KEENESBURG — While digging a shallow grave for two murder victims, Catherine Gaither and Thomas Netwal compared notes and considered their next move.
“Think like a murderer who’s burying the evidence,” college professor Gaither told her shovel mate. “What would you do next?”
“Well first off,” said Netwal, a 30-year veteran of the Colorado Bureau of Investigation. “I wouldn’t be doing this in broad daylight.”
True. But just about every other part of the murder scene that Gaither, Netwal and a handful of others from Metropolitan State College of Denver pieced together Monday morning seemed pretty close to form.
But the true test happens this fall, when Metro State students enrolled in forensic anthropology, chemistry and crime-scene investigation will descend on the same corner of the Buffalo Ridge Landfill — about 5 miles north of Keenesburg — to see if they can answer the question of what happened to the unfortunate couple.
Good luck to them. Because in about two hours Monday, under a baking sun, Gaither and her confederates had done their worst and produced a top-notch crime scene.
“Not too bad,” said Gaither, who teaches anthropology at Metro State.
“That’s one of the best crime scenes I’ve ever seen,” said Netwal, who teaches CSI classes at the college.
They had gathered shell casings and broken beer bottles and dressed their “victims” in torn clothing to illustrate a violent end to the couple’s lives. They were then tucked into the grave and covered up with dirt.
The bodies are laboratory bones mixed with actual skeletal casts of crime victims. They are also pockmarked with gunshot holes and other evidence of an especially nasty murder.
There are other clues strewn about the grave, which rests alongside makeshift mounds that used to hold other bodies dumped at the landfill by Gaither and her students.
It will be up to a new batch of students to determine which is the new grave and then slowly and painstakingly weigh, catalog and produce credible evidence that would be handed over to police, said Gaither.
“This is the type of class where we get to the basic uses of forensic anthropology,” Gaither said. “But it’s so hard to find anywhere where we can actually go out and dig and examine evidence.
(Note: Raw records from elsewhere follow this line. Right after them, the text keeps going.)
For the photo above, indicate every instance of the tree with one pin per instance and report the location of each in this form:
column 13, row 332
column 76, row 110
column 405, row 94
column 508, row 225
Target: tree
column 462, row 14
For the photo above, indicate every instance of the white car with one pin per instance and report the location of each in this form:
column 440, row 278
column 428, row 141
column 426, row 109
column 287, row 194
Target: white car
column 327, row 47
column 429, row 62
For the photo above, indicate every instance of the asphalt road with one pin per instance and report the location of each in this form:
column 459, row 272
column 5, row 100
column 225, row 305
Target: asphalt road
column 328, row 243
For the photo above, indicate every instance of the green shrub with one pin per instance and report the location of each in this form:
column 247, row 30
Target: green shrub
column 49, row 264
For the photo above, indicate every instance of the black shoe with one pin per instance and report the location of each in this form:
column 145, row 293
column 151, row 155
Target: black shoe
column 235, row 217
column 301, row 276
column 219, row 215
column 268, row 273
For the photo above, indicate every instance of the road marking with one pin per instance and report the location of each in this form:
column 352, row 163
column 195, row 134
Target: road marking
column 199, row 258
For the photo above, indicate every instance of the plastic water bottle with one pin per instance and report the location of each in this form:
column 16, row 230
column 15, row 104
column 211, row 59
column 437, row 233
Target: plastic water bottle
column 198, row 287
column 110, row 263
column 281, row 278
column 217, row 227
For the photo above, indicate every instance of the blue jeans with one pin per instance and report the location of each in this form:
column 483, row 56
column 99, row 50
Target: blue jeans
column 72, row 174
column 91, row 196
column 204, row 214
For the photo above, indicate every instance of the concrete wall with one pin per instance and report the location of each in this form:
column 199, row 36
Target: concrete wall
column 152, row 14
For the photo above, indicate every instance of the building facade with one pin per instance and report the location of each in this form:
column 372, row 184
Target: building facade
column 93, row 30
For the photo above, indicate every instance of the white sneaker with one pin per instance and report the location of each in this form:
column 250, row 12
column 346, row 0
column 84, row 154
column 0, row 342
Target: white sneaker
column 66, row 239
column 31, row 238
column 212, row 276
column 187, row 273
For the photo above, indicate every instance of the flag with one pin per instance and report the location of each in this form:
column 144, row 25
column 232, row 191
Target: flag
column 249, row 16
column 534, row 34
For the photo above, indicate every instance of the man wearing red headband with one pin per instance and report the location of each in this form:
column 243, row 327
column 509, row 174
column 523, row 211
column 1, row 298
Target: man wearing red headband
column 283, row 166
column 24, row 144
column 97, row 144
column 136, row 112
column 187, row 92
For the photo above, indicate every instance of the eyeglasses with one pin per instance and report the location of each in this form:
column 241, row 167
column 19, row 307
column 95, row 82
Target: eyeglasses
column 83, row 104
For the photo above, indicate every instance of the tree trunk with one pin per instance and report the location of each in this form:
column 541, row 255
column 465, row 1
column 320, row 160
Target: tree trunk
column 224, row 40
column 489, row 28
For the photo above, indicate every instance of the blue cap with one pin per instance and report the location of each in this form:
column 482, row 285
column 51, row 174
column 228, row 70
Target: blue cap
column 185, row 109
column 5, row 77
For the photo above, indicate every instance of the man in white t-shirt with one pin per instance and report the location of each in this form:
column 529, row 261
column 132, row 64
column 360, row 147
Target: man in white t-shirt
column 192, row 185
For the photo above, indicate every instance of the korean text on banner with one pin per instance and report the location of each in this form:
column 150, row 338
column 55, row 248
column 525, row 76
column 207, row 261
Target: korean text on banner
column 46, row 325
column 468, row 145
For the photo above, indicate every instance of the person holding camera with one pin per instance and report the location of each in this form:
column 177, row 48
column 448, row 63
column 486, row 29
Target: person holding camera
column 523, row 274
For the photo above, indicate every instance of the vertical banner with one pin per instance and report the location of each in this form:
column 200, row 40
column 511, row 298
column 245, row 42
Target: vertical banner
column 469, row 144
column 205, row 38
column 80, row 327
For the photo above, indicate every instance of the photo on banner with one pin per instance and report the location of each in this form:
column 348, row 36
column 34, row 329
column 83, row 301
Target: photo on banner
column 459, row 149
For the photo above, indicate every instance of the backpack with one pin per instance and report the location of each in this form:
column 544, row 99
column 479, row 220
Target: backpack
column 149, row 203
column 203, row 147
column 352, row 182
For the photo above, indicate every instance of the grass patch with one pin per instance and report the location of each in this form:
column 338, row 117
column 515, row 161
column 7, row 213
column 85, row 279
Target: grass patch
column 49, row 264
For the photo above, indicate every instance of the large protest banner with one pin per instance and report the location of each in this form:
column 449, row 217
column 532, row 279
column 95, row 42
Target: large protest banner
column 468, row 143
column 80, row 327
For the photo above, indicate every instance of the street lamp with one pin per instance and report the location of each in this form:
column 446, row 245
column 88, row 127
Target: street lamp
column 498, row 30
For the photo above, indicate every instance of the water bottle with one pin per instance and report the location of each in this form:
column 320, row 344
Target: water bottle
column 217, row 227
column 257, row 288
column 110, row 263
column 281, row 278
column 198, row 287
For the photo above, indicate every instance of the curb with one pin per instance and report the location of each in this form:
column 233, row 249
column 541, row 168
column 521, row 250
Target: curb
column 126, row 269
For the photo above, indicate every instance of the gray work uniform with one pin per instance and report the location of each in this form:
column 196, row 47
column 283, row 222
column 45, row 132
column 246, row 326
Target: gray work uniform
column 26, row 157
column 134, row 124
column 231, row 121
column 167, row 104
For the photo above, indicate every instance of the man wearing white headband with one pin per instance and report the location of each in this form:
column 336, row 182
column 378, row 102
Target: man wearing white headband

It just doesn’t work as well if you are in a lab.”
But, Gaither said, she is lucky that Waste Management of Colorado managers were willing to let her use a small portion of the 1,130-acre landfill.
“They were great, we couldn’t do this type of work without them,” Gaither said.
“It’s fun to see them work,” said Buffalo Ridge site manager Jack Epple. “It’s something a little different anyway.”
In a previous class, a Waste Management employee used a front-end loader to dig a mock mass grave for Gaither.
Besides examining the skeletons, students this fall will be asked to run DNA and fingerprint analysis of the crime scene as well as a chemical analysis of the other pieces of evidence.
Most of the students in Netwal’s class are juniors and seniors hoping to eventually get hired as police officers. But there also is a smattering of English majors, hoping one day to write the great American detective novel, said Netwal, who retired from CBI and began working at Metro State in 2005.
“This will be a great experience for them,” Netwal said. “We try and make this as real as possible, so we will ‘salt the scene’ with all kinds of different things for them to look at.”
April Hill, assistant professor of chemistry at Metro State, said her forensic chemistry students will be at the site, gaining valuable insights into an almost real-world scenario.
“This is so great,” Hill said. “There is just so much you can learn in a lab.”